Ainda segundo Heringer, dados de setembro de 2010 apontam que 87 instituições públicas adotaram ações afirmativas para negros, sendo que 33 adotaram o sistema de cotas e 3 adotaram pontuação adicional, onde são acrescentados 10% da nota tirada no vestibular ao resultado final. Em 2009, 32 mil estudantes ingressaram nas universidades públicas por reservas de vagas como as cotas raciais.
COLEÇÃO – O professor da Universidade Federal de São Carlos (UFSCar), Valter Silvério, participou da tradução da Coleção História Geral da África, e apresentou um pouco da metodologia de trabalho adotada. Além disso, explicou o projeto Brasil-África – Histórias Cruzadas, que visa utilizar a Coleção como material didático de referência em escolas públicas.
A proposta surgiu em 2007, quando representantes da UNESCO, do Ministério da Educação (MEC) e da Secretaria de Políticas de Promoção da Igualdade Racial (SEPPIR) constataram que não havia recursos para a implementação da lei nº 10.639/2003, que estabelece a obrigatoriedade do ensino de “História e Cultura Afro-Brasileira” na rede pública ou privada.
Desde então, Silvério e uma grande equipe trabalharam bastante e lançaram o trabalho no ano passado, com lançamentos regionais este ano. O Brasil é o único país que tem a coleção completa disponibilizada no site da UNESCO gratuitamente e já conforme o novo acordo ortográfico. Segundo ele, foram 80 mil downloads apenas no primeiro mês.
CULTURA – Liv Sovic, professora da Escola de Comunicação da UFRJ, trouxe o aspecto cultural para o debate e provocou: “Aqueles que se opõem às políticas de igualdade falam de defesa à sociedade como se alguém fosse quebrar alguma ordem natural das coisas. Precisamos pensar essa questão”.
Norte-americana, So vik vive no país há muitos anos e percebe as construções sociais feitas sobre o Brasil aos estrangeiros. Sovik costumava ouvir que o povo brasileiro é “muito carinhoso”, mas percebeu que, simultaneamente, é muito violento. Discussões mais aprofundadas sobre as questões raciais, segundo ela, levam mais tempo e esbarram no folclore em torno de construções como Carnaval carioca, por exemplo.
“Quem é estrangeira e branca, como eu, não percebe isso imediatamente. Apontar o racismo e o preconceito é matar o prazer do outro. O que seria do carnaval sem cantar aquela marchinha racista ‘o teu cabelo não nega’?”, questiona.

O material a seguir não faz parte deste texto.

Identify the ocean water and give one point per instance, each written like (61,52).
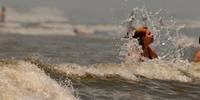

Para Sovik, parte da discriminação racial se deve também à memória que os negros trazem à sociedade, o que não justifica sua perpetuação. Para a sociedade, segundo a professora, é melhor não lembrar da escravidão porque trás dor para ambos os lados: brancos e negros. Mas, para ela, é preciso repensar essas questões:
“A presença do corpo negro é uma lembrança que nos remete à história do Brasil que precisa ser repensada, rediscutida por meio da memória e história da população”, disse.